Serve web applications at subdomains, backed by Lattice stores. Independent of milestone numbering — can be worked in parallel with M18/M19.

See: App Hosting Design for the full design.

A: Node-Local App Bindings ✅

AppBinding struct, MetaStore CRUD, LatticeBackend trait methods, REST API (/api/apps), subdomain routing, embedded app bundles, app shell HTML with SDK bootstrap.

• AppBinding model in lattice-model
• app_bindings table in meta.db (redb) with CRUD operations
• LatticeBackend trait: app_set_binding, app_remove_binding, app_get_binding, app_list_bindings
• InProcessBackend implementation (delegates to MetaStore)
• REST API: GET/POST/DELETE /api/apps/{subdomain}
• Subdomain extraction from Host header, app shell serving
• Embedded inventory app bundle via rust-embed
• Lattice SDK reads <meta> tags and connects to store via WebSocket

A½: App Hosting Hardening ✅

Security, architecture, and web UI improvements.

• Bundle manifest storage: Manifest fields stored as individual rootstore keys (appbundles/{app_id}/manifest/{section}/{key}), generic BundleManifest proto (repeated sections/entries), ListBundles returns manifest metadata
• Shared manifest parsing: lattice-rootstore::manifest::parse_bundle_manifest() used by both rootstore and web server, eliminated duplicate TOML parsing
• Separated request/op protos: UploadBundleRequest (client-facing, no manifest) vs UploadBundleOp (internal intention, includes manifest)
• Zip bomb protection: Read::take() caps actual decompression, manifest capped at 64 KB, bundle capped at 64 MB at command handler level
• Subdomain extraction: Works with arbitrary hostname depth (not just 2-3 labels)
• Broadcast resilience: All broadcast::Receiver loops handle Lagged explicitly
• O(1) broadcast clones: AppEvent::BundleUpdated uses bytes::Bytes
• Non-blocking zip parsing: spawn_blocking for bundle extraction
• TOCTOU fix: set_enabled serialized via tokio::sync::Mutex
• KvRead trait: Shared read interface for KVTable and ReadOnlyKVTable
• Deduplicated app manager: collect_store_events(), watch_stream() generic helper
• WebServer takes Arc<AppManager>: Calls attach() itself, no temporal coupling
• Error pages: error.html template with status code, message, back-link to management UI
• App registration creates child store: UI creates store matching manifest store_type before registering app

A⅔: Web UI Modernization ✅

ES modules, path-based routing, event-driven state, dashboard.
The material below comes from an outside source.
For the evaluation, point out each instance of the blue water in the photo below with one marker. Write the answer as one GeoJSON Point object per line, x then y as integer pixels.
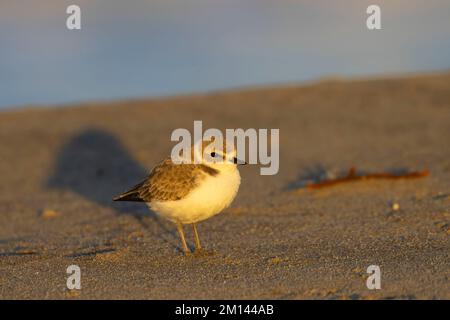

• ES modules: All JS files use import/export, vendor UMD shims (preact.mjs, sdk.js), zero globals in application code
• Path-based routing: /, /store/{uuid}, /store/{uuid}/{tab}, /store/{uuid}/debug/{view}, SPA fallback on server
• Clean components: Navigation state passed via props from App root, not read from globals
• Event-driven state: Node event stream + root store watch-apps streams update signals, targeted refreshStores()/refreshApps()/refreshNodeStatus() after mutations, refresh() and refreshCounter removed
• Dashboard: Apps with status/actions, meshes with peer counts, editable node name, copyable node ID
• JS unit tests: boa_engine runs .test.js files in cargo test — 33 tests for router and helpers, no Node.js/npm needed
• CSS cleanup: Single --hue knob, consolidated badge styles, removed Inter font

B: Store Claiming via SystemOp

Tag stores with an app-id so apps can discover which stores belong to them. A store can be claimed by one app type; multiple stores can share the same app-id.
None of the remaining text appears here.